New analytical dimensions should follow the established pattern:

from wu.state import DimensionResult, DimensionState, Confidence, Evidence

class CustomAnalyzer:
    """Docstring explaining the forensic methodology."""

    def analyze(self, file_path: str) -> DimensionResult:
        try:
            # Perform analysis
            findings = self._perform_analysis(file_path)

            return DimensionResult(
                dimension="custom",
                state=DimensionState.CONSISTENT,  # or SUSPICIOUS, INCONSISTENT
                confidence=Confidence.HIGH,
                evidence=[
                    Evidence(
                        finding="Brief finding description",
                        explanation="Detailed explanation",
                        citation="Academic reference if applicable"
                    )
                ],
                methodology="Description of method used",
                raw_data={"key": "value"}  # For debugging
            )
        except Exception as e:
            return DimensionResult(
                dimension="custom",
                state=DimensionState.UNCERTAIN,
                confidence=Confidence.NA,
                evidence=[
                    Evidence(
                        finding=f"Analysis failed: {type(e).__name__}",
                        explanation=str(e)
                    )
                ],
                methodology="Error during analysis"
            )

Register the dimension in WuAnalyzer._build_analyzer_config() to include it in standard analysis.


References

  • Daubert v.
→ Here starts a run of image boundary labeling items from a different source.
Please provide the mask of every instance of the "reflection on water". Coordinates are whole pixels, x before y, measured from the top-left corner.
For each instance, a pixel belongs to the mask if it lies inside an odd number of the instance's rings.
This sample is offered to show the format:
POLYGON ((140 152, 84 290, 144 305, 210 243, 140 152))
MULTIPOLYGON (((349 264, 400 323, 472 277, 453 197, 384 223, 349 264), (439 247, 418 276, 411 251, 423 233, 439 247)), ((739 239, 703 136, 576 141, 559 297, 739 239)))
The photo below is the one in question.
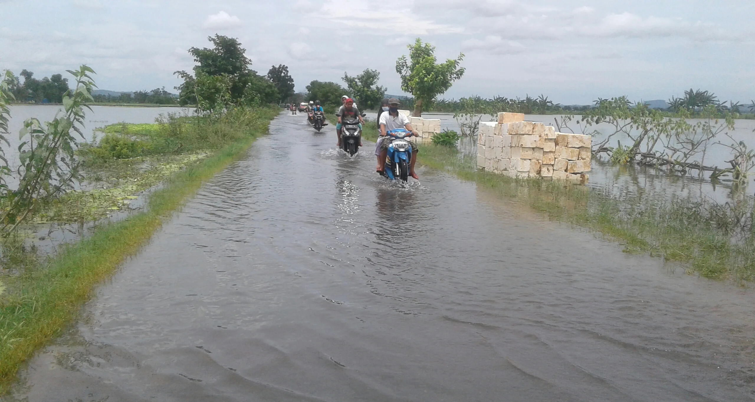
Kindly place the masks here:
POLYGON ((752 400, 753 292, 285 113, 39 354, 42 400, 752 400))

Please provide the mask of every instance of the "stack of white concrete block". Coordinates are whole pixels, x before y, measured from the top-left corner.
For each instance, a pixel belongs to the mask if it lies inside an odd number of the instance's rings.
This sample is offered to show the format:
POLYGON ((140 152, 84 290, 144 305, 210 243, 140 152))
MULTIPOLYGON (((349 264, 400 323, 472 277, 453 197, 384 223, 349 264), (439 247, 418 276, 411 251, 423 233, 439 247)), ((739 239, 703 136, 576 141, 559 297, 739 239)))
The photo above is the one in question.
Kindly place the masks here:
POLYGON ((423 119, 421 117, 412 117, 411 113, 408 110, 399 110, 399 113, 405 116, 411 124, 411 128, 416 131, 420 136, 412 138, 411 141, 417 144, 432 141, 433 136, 440 132, 440 119, 423 119))
POLYGON ((500 113, 498 122, 480 122, 477 167, 516 178, 550 178, 587 182, 592 137, 556 132, 553 126, 525 122, 524 114, 500 113))

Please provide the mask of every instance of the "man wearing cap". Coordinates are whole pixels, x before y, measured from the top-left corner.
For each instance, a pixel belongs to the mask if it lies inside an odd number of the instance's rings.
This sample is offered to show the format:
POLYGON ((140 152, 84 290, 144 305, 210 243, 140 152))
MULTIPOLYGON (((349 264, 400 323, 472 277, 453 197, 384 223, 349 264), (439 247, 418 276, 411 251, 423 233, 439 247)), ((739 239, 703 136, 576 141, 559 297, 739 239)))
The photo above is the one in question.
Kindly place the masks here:
MULTIPOLYGON (((335 132, 338 135, 338 147, 341 147, 341 119, 359 119, 359 128, 362 128, 362 125, 364 124, 365 120, 362 119, 362 113, 359 113, 359 110, 356 108, 354 105, 354 100, 350 97, 346 98, 344 101, 344 106, 341 107, 338 110, 338 124, 335 125, 335 132)), ((359 144, 359 147, 362 144, 359 144)))
MULTIPOLYGON (((347 95, 344 95, 341 97, 341 103, 345 105, 347 99, 349 99, 349 97, 347 95)), ((353 99, 352 99, 352 101, 353 101, 353 99)), ((354 102, 354 107, 356 107, 356 102, 354 102)))
MULTIPOLYGON (((418 135, 417 131, 411 128, 409 119, 405 116, 399 113, 399 104, 398 99, 395 97, 389 99, 388 113, 382 113, 380 116, 378 124, 380 125, 381 138, 378 139, 377 149, 375 150, 375 155, 378 156, 378 168, 376 170, 378 173, 382 173, 384 169, 385 169, 385 159, 388 156, 388 146, 390 145, 390 139, 385 139, 386 135, 387 135, 386 131, 396 128, 406 128, 408 131, 411 131, 411 134, 418 135)), ((417 162, 417 153, 418 150, 416 144, 413 141, 408 142, 411 144, 411 161, 409 163, 409 175, 415 179, 418 179, 420 178, 419 176, 417 175, 417 173, 414 173, 414 163, 417 162)))

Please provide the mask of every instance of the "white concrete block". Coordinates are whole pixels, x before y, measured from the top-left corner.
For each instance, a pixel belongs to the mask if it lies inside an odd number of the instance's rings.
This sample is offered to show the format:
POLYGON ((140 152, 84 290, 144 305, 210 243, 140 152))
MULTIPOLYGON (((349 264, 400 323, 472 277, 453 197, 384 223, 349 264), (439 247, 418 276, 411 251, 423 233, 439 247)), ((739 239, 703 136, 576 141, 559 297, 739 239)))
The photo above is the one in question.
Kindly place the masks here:
POLYGON ((556 128, 553 125, 546 125, 543 132, 543 138, 549 140, 556 139, 556 128))
POLYGON ((498 113, 499 123, 510 123, 513 122, 523 122, 524 113, 513 113, 511 112, 501 112, 498 113))
POLYGON ((495 148, 503 148, 504 147, 504 138, 501 135, 493 136, 493 147, 495 148))
POLYGON ((541 137, 541 141, 543 144, 543 152, 556 152, 556 140, 544 138, 541 137))
MULTIPOLYGON (((564 159, 566 160, 566 159, 564 159)), ((544 165, 553 165, 556 163, 556 153, 555 152, 543 152, 543 164, 544 165)))
POLYGON ((498 123, 495 122, 480 122, 477 131, 481 135, 485 133, 485 135, 493 135, 496 134, 495 130, 498 128, 498 123))
POLYGON ((592 159, 593 153, 590 148, 582 147, 579 149, 579 160, 590 160, 592 159))
POLYGON ((569 173, 562 170, 554 170, 553 177, 554 180, 566 180, 566 178, 569 177, 569 173))
POLYGON ((480 145, 480 144, 477 144, 477 156, 482 155, 482 157, 484 158, 485 157, 485 145, 480 145))
POLYGON ((495 130, 497 135, 507 135, 509 134, 509 123, 496 124, 495 130))
POLYGON ((550 178, 553 175, 553 165, 543 164, 540 167, 540 177, 542 178, 550 178))
POLYGON ((501 157, 509 159, 511 157, 511 147, 504 147, 501 149, 501 157))
POLYGON ((583 135, 581 134, 572 134, 569 136, 569 141, 566 144, 569 148, 581 148, 583 147, 593 146, 593 137, 591 135, 583 135))
POLYGON ((569 134, 564 134, 557 132, 556 133, 556 147, 569 147, 569 134))
POLYGON ((533 122, 532 123, 532 135, 537 135, 538 137, 542 137, 545 133, 545 125, 543 123, 533 122))
POLYGON ((556 162, 553 162, 553 170, 566 172, 567 167, 569 167, 569 160, 562 158, 556 158, 556 162))
POLYGON ((535 148, 539 144, 540 138, 532 135, 516 135, 511 136, 512 147, 535 148))
POLYGON ((566 166, 566 172, 581 173, 583 172, 590 172, 590 165, 589 160, 570 160, 569 161, 569 165, 566 166))
POLYGON ((532 160, 530 160, 529 161, 529 175, 530 176, 539 176, 540 175, 540 169, 541 169, 541 167, 542 165, 543 165, 543 162, 541 162, 541 161, 539 161, 539 160, 536 160, 536 159, 532 159, 532 160))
Merrell Dow Pharmaceuticals, 509 U.S. 579 (1993)
  • Federal Rules of Evidence 702 (Expert Testimony)
  • Farid, H. (2016). Photo Forensics. MIT Press.
  • JEITA CP-3451C (Exif 2.32 specification)
  • Scientific Working Group on Imaging Technology (SWGIT) guidelines
  • C2PA Technical Specification (https://c2pa.org/specifications/)

This document describes Wu version 1.5.x. API stability is maintained within major versions.